Justin’s transcript:
Reconciliation is the gospel. I’m quoting a friend of mine who gave a lecture on this two and a half years ago in Coventry, Sam Wells, the vicar of St. Martin’s in the Field. Reconciliation is the gospel — reconciliation with God, but we should never imagine that God gives just enough reconciliation through the death of Jesus on the cross, the resurrection, the sending of the Holy Spirit, the ascension, through the whole narrative of the life and death and the present life of Jesus — that He gives just enough reconciliation for the church. He gives reconciliation in bucket loads, in shiploads, in ocean loads, far more than we need.

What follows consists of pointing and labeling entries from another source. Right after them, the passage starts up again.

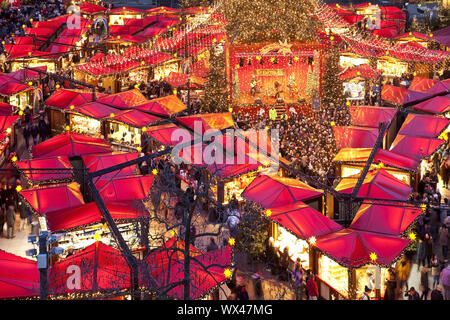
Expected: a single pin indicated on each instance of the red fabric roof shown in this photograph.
(369, 116)
(19, 277)
(95, 110)
(394, 95)
(135, 118)
(386, 157)
(70, 144)
(164, 134)
(64, 98)
(426, 126)
(378, 184)
(355, 137)
(103, 268)
(95, 162)
(88, 214)
(416, 147)
(25, 74)
(274, 191)
(51, 198)
(303, 220)
(352, 248)
(7, 121)
(125, 188)
(422, 84)
(436, 105)
(383, 218)
(28, 168)
(165, 106)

And so our job is to overflow with reconciliation — reconciliation with God, reconciliation with each other as Christians — getting away from the back-biting, the attacking, the scandalous division, which so impedes the work of the Spirit and has done for hundreds and even over a thousand years. But also reconciliation so wherever we see what God intends, which is His people, the people whom He has created, every human being on earth, learning to relate well to each other, to disagree, but not destructively, to be individual and yet loving and caring for one another — wherever we see that not happening, Christians should be leaning into it, engaging, showing a better way, enabling people to be heard, to listen, and to do that most of all with the poor, the marginalized, those on the edge, who sometimes can only make themselves heard through shouting.
We need to be the ones who take those voices and enable people to come together, to tackle violent conflict and non-violent conflict, family conflict and church conflict: we are to be the people for whom reconciliation is the gospel.